Our hosts took us to Cantinetta Antinori, a sparkling Italian restaurant, and to the much talked about Chinese restaurant, Turandot, decorated in opulent French style. There was talk of the phenomenon that has changed the look and feel of Moscow - its 40-odd billionaire oligarchs, the new cafes, bars and nightclubs that exercise "face control" (letting in only the wealthy, connected and gorgeous), of the racy contemporary art scene and the string of high-end designer showrooms.
Each year, a "Millionaires' Fair" is held in Moscow, where diamond encrusted mobile phones, private jets and private islands are publicly showcased.
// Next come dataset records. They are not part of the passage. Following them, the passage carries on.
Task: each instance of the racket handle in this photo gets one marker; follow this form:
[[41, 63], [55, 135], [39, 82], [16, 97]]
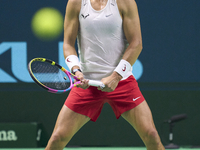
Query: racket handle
[[96, 83]]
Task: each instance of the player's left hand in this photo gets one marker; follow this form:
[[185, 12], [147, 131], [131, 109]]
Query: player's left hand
[[84, 82], [110, 82]]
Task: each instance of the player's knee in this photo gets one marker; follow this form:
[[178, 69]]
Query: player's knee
[[151, 137], [59, 138]]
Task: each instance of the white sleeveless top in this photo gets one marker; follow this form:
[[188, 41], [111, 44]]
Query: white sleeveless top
[[101, 40]]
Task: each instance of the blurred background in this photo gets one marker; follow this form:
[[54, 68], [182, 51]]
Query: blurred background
[[167, 72]]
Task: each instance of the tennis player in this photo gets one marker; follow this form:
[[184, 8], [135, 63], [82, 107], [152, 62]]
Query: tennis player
[[109, 43]]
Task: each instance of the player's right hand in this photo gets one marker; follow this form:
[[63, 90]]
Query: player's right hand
[[84, 82]]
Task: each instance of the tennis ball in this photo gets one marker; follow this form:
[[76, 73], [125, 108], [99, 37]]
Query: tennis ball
[[47, 24]]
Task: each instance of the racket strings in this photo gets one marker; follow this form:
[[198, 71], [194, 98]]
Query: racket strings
[[50, 75]]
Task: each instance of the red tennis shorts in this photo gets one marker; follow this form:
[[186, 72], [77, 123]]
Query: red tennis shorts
[[89, 102]]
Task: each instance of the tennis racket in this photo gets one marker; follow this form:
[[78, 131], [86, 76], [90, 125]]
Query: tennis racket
[[53, 77]]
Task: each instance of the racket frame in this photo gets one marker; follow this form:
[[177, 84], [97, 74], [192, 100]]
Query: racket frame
[[70, 75]]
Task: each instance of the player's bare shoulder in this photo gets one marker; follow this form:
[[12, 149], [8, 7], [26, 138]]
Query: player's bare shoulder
[[74, 5]]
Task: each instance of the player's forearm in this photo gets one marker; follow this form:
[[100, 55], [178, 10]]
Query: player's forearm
[[68, 50], [132, 52]]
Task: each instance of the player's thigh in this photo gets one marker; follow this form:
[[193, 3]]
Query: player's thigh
[[140, 118], [69, 122]]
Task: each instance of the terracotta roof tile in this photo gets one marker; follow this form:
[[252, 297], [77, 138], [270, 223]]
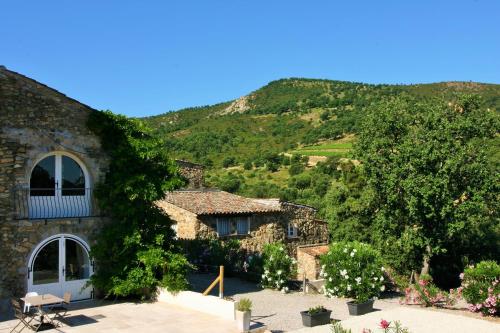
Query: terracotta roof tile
[[315, 251], [208, 202]]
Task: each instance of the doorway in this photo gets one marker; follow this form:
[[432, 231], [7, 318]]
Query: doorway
[[61, 264]]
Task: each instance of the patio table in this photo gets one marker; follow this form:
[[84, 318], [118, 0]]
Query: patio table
[[41, 300]]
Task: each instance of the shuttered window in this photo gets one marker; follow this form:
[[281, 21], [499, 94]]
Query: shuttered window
[[239, 225]]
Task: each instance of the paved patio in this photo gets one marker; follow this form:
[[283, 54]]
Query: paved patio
[[98, 316], [416, 320]]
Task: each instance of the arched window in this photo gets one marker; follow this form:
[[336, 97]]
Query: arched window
[[57, 174], [59, 187]]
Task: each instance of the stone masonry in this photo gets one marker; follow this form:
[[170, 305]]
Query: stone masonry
[[35, 121]]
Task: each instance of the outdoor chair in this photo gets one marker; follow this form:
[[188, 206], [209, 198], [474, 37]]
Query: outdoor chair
[[24, 318], [60, 310], [27, 306]]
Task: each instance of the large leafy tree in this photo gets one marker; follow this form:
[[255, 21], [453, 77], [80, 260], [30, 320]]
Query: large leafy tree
[[432, 192], [134, 252]]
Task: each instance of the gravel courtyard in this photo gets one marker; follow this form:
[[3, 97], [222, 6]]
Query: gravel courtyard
[[280, 312]]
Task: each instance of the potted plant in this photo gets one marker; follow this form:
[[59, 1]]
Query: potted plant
[[316, 316], [353, 270], [243, 313]]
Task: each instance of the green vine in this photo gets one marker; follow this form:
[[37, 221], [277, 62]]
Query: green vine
[[135, 252]]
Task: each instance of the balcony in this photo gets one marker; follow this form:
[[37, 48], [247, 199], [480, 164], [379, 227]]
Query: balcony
[[52, 203]]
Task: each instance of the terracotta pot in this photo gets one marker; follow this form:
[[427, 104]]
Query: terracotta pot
[[315, 319], [243, 320], [358, 309]]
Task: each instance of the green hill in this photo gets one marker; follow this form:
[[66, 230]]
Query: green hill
[[286, 115], [286, 139]]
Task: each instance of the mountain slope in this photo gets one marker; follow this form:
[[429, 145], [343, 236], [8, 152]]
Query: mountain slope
[[286, 114]]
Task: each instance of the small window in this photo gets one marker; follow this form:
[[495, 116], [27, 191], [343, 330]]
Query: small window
[[293, 231], [227, 226]]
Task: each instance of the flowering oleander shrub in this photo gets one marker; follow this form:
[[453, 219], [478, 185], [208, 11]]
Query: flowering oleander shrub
[[424, 292], [481, 288], [279, 267], [384, 325], [352, 269]]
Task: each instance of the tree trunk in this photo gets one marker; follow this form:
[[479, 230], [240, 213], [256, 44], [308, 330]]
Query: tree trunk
[[426, 261]]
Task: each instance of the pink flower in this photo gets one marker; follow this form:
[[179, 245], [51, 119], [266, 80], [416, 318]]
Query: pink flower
[[384, 324]]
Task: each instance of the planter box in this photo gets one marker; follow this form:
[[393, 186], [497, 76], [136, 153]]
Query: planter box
[[361, 308], [242, 320], [321, 318]]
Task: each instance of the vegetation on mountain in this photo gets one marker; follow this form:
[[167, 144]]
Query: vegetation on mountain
[[410, 169]]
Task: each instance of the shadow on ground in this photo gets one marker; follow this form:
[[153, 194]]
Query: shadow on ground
[[232, 285]]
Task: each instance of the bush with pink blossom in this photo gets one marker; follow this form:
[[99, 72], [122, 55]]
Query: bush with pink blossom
[[481, 288]]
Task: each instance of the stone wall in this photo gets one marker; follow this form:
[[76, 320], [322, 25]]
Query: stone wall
[[308, 261], [265, 228], [35, 122], [187, 223], [192, 172]]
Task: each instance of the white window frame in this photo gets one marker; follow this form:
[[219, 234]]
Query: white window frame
[[292, 231], [232, 219]]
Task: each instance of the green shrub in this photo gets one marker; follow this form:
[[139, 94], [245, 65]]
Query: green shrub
[[135, 250], [481, 287], [295, 169], [175, 272], [279, 267], [425, 293], [352, 269], [244, 305], [248, 165], [228, 161], [316, 309]]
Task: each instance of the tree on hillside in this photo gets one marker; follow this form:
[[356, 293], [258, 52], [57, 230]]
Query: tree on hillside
[[433, 190]]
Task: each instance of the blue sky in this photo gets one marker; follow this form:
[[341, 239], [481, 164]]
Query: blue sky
[[147, 57]]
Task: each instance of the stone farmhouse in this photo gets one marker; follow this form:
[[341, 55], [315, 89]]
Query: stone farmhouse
[[210, 213], [49, 163]]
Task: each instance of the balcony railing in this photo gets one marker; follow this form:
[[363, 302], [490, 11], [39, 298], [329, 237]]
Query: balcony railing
[[51, 203]]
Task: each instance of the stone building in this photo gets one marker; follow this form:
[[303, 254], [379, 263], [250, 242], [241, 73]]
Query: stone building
[[308, 261], [211, 213], [49, 163]]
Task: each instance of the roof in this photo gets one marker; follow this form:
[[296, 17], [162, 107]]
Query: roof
[[215, 202], [315, 251]]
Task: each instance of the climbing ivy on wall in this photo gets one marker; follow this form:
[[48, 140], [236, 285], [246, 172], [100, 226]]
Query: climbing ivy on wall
[[135, 252]]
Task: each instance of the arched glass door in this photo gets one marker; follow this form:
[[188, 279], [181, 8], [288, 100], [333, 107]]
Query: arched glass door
[[60, 265], [58, 188]]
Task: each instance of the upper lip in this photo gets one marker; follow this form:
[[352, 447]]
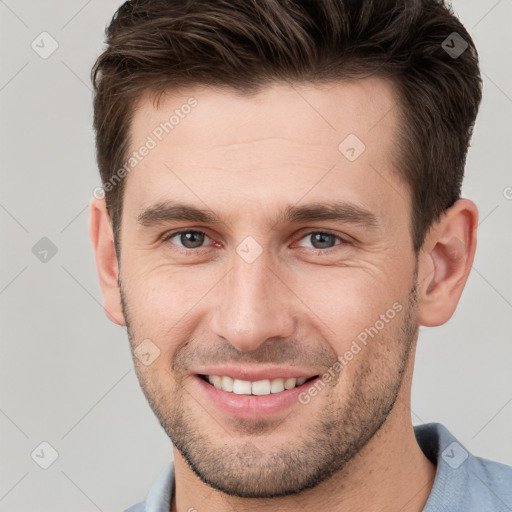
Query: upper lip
[[254, 374]]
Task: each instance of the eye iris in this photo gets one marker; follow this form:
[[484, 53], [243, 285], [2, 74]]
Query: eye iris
[[323, 240], [192, 239]]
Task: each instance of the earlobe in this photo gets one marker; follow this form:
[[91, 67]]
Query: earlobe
[[445, 263], [100, 233]]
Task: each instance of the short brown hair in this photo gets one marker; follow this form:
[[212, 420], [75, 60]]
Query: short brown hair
[[156, 45]]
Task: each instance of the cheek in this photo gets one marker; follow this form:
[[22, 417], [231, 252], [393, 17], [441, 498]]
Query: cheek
[[164, 305], [347, 303]]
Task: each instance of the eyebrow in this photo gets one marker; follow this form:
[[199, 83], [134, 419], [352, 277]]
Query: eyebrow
[[341, 211]]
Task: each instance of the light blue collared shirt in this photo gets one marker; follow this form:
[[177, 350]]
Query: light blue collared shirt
[[463, 482]]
Very impressive, but I became wistful about finding myself somewhere in the pages of the novel Anna Karenina, in a world where families escaped on weekends to their datchas (country homes) and people wore ushanka hats (furry ones with ear-flaps that tie- down).
A city with a past Walking through Moscow, I was constantly rewarded with beautiful views of the skyline filled with spires, turrets and the onion- shaped domes of myriad churches from the Czarist era. The most remarkable ones were St Basil's cathedral in the Red Square, Terem Palace in the grand Kremlin complex, and The Cathedral of the Dormition.
In the Soviet era, Stalin built the Seven-Sisters, a series of functional buildings that are an integral part of the city's architecture. The famed underground Metro stations of Moscow are also a tribute to the communists, where decorative bronze statues of workers salute the motherland, artistic mosaics and antique chandeliers liven up an otherwise mundane journey.
Street vendors tote the iconic nesting matryushka dolls, replicas of Faberge eggs, and Soviet-era memorabilia. The "Reading Houses" in Gorky Park are a delightful testimony to a land of great writers such as Leo Tolstoy, Ivan Bumin and Mikhail Bulgakov.
At Novodevichy Convent Cemetary, the names of Russian nobility were evoked as I brushed past the graves of Peter the Great's sister, and authors and thinkers such as Chekov and Gogol. A cultural storehouse Caf and #233; Pushkin, an institution in Moscow, spirited me away to the 1830s when Pushkin's famous novel, Eugene Onegin, was published.
Here, we had a traditional Russian brunch of fresh orange juice, blinis (savoury pancakes) with sour cream and black caviar and honey cakes. Nearby, at Yeleseev's Food Hall, I found local delicacies such as fruit-jellies, caviars, chocolates and varieties of spirits.
Our last evening at the newly renovated Bolshoi Theatre was memorable, as we watched Tchaikovsky's Swan Lake ballet. Originally conceived in France, ballet was taken to such heights in Russia that the world associates the art form with Russia.
Now that is something to be genuinely proud of.